Hardcore : version hard et rapide de la Techno qui déferle au minimum au tempo de 180 BPM (battements par minute).

(5) Qui peut faire aussi l'objet de la répression des pouvoirs publics. Dernier exemple en date, la fermeture par la justice pour plusieurs semaines de plusieurs boîtes parisiennes où se pratiquait le trafic d'ecstasy et d'acides.
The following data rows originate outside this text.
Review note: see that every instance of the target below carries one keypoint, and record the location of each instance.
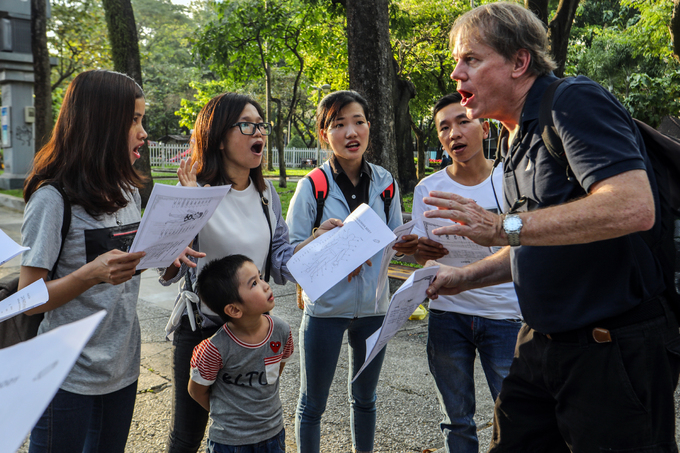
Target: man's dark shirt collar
(532, 102)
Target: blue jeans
(85, 423)
(451, 344)
(276, 444)
(320, 343)
(189, 419)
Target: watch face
(512, 223)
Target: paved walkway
(408, 413)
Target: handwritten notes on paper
(29, 297)
(31, 374)
(8, 248)
(330, 258)
(404, 301)
(173, 217)
(462, 251)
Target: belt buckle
(601, 335)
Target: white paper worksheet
(8, 248)
(462, 251)
(404, 301)
(29, 297)
(331, 257)
(31, 374)
(173, 217)
(388, 254)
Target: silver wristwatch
(512, 225)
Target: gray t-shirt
(244, 383)
(110, 360)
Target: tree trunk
(42, 88)
(558, 29)
(280, 145)
(558, 33)
(268, 107)
(404, 91)
(675, 29)
(420, 146)
(371, 74)
(538, 7)
(120, 20)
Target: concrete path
(408, 411)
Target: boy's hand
(200, 393)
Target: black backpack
(664, 154)
(23, 327)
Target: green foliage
(165, 37)
(420, 41)
(77, 37)
(626, 47)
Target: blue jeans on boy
(320, 342)
(452, 341)
(85, 423)
(276, 444)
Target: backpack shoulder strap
(546, 126)
(264, 201)
(387, 196)
(319, 181)
(65, 224)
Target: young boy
(234, 374)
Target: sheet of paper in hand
(8, 248)
(404, 301)
(27, 298)
(331, 257)
(31, 374)
(173, 217)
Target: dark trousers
(584, 397)
(189, 419)
(85, 423)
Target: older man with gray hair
(597, 362)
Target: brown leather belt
(599, 332)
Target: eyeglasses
(248, 128)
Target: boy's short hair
(217, 284)
(445, 101)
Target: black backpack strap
(546, 126)
(65, 224)
(387, 196)
(265, 208)
(319, 181)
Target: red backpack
(319, 182)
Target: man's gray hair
(506, 28)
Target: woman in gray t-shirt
(90, 155)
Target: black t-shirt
(561, 288)
(354, 195)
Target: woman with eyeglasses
(230, 136)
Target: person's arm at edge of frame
(615, 206)
(200, 393)
(492, 270)
(114, 267)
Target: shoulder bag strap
(65, 224)
(265, 208)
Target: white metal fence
(169, 155)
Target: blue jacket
(355, 299)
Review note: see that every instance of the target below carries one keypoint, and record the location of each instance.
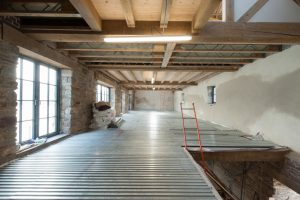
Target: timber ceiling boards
(79, 26)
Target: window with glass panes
(37, 97)
(103, 93)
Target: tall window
(212, 94)
(37, 100)
(103, 93)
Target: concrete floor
(141, 160)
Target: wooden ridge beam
(212, 33)
(158, 83)
(88, 13)
(171, 68)
(204, 12)
(128, 12)
(252, 10)
(165, 13)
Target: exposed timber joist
(116, 56)
(128, 12)
(270, 49)
(158, 83)
(252, 10)
(254, 56)
(205, 10)
(150, 88)
(229, 10)
(88, 13)
(109, 75)
(208, 76)
(212, 33)
(183, 62)
(168, 53)
(45, 53)
(165, 13)
(41, 14)
(171, 68)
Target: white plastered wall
(154, 100)
(263, 96)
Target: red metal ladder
(197, 128)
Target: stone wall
(83, 92)
(8, 99)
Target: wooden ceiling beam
(46, 53)
(252, 10)
(158, 68)
(165, 13)
(212, 33)
(128, 13)
(147, 88)
(196, 75)
(184, 62)
(133, 76)
(168, 76)
(187, 76)
(41, 14)
(158, 83)
(109, 76)
(121, 73)
(178, 49)
(116, 56)
(204, 12)
(168, 53)
(228, 11)
(208, 76)
(139, 75)
(254, 56)
(89, 13)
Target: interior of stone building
(150, 99)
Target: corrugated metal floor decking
(143, 160)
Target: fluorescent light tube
(148, 39)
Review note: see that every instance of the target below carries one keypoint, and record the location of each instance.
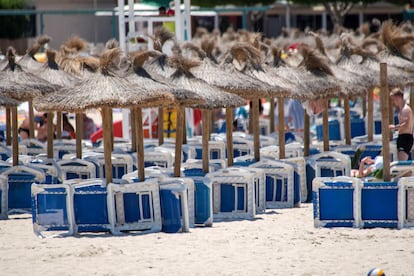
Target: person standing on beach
(405, 124)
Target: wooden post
(59, 125)
(178, 141)
(107, 125)
(50, 132)
(8, 126)
(325, 122)
(31, 120)
(364, 103)
(134, 123)
(272, 115)
(205, 138)
(160, 126)
(251, 117)
(111, 129)
(385, 119)
(140, 143)
(347, 121)
(370, 115)
(256, 130)
(79, 133)
(306, 134)
(185, 128)
(229, 136)
(281, 126)
(15, 141)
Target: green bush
(13, 26)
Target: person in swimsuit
(405, 124)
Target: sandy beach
(279, 242)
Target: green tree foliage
(13, 26)
(338, 9)
(212, 3)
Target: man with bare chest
(405, 124)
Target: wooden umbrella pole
(15, 141)
(229, 136)
(251, 119)
(306, 134)
(256, 130)
(205, 137)
(31, 120)
(160, 126)
(370, 115)
(134, 123)
(79, 134)
(8, 126)
(50, 133)
(281, 126)
(178, 141)
(347, 121)
(185, 128)
(272, 115)
(140, 143)
(59, 125)
(107, 125)
(111, 129)
(385, 118)
(364, 104)
(412, 96)
(325, 122)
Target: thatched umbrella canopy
(29, 61)
(397, 47)
(138, 74)
(233, 81)
(104, 90)
(213, 97)
(351, 84)
(34, 86)
(51, 72)
(14, 72)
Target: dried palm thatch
(139, 76)
(52, 73)
(213, 97)
(34, 85)
(325, 84)
(396, 76)
(177, 70)
(251, 64)
(398, 47)
(28, 61)
(233, 82)
(345, 61)
(103, 89)
(8, 87)
(351, 84)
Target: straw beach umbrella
(230, 80)
(15, 72)
(138, 74)
(104, 90)
(51, 72)
(183, 78)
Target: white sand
(280, 242)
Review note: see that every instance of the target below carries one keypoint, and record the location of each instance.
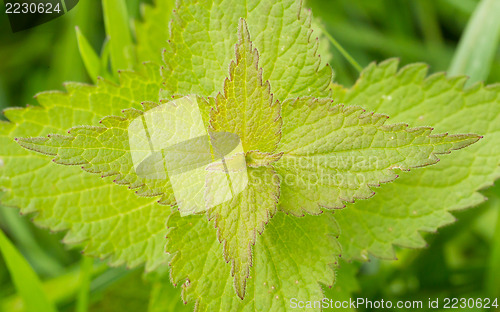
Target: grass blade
(117, 28)
(479, 43)
(493, 274)
(342, 51)
(25, 279)
(89, 56)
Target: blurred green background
(463, 260)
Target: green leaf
(291, 258)
(89, 56)
(346, 284)
(203, 34)
(118, 31)
(421, 200)
(479, 43)
(111, 221)
(152, 33)
(27, 283)
(247, 108)
(333, 153)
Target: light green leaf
(247, 108)
(239, 220)
(422, 200)
(110, 220)
(291, 258)
(118, 30)
(27, 283)
(203, 34)
(334, 154)
(346, 284)
(89, 56)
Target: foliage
(297, 131)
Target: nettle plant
(310, 147)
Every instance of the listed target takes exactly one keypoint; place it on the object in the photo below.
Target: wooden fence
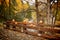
(40, 30)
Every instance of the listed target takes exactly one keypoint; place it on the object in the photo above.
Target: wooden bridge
(40, 30)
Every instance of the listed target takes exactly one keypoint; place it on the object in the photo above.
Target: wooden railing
(41, 30)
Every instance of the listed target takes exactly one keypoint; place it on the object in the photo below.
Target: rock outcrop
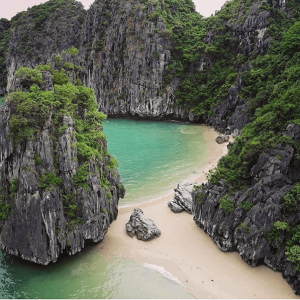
(249, 221)
(221, 139)
(54, 197)
(182, 199)
(142, 227)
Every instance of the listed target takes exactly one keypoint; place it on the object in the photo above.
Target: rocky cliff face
(42, 31)
(250, 221)
(127, 54)
(53, 198)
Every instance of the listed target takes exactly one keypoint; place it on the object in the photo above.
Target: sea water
(153, 158)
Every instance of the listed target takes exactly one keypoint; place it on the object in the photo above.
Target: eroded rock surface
(142, 227)
(182, 199)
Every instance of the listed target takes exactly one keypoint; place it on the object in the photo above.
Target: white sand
(188, 253)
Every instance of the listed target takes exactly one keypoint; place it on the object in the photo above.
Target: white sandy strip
(188, 254)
(6) Les statistiques d'interpellation ne reflètent que très imparfaitement le milieu qui fréquente les raves et il est dangereux d'extrapoler à partir de ces données. Pour Jean-Pierre Sueur, les statistiques nous renseignent sur les milieux auxquels la police s'intéresse - les sans-profession par exemple -, et qui sont les cibles privilégiées de la répression. La proportion d'étudiants est certainement beaucoup plus importante, mais ceux-ci ont en général moins de rapports avec la police.

(7) Thierry Charlois, sur la base d'un testing " sauvage " réalisé par Techno-plus, confirme ce constat. Alors qu'en début de soirée, la quasi-totalité des pilules vendues dans la rave ne contenaient pas de MDMA (20 sur 21), la pratique du testing a permis d'améliorer la qualité de l'offre des produits proposés.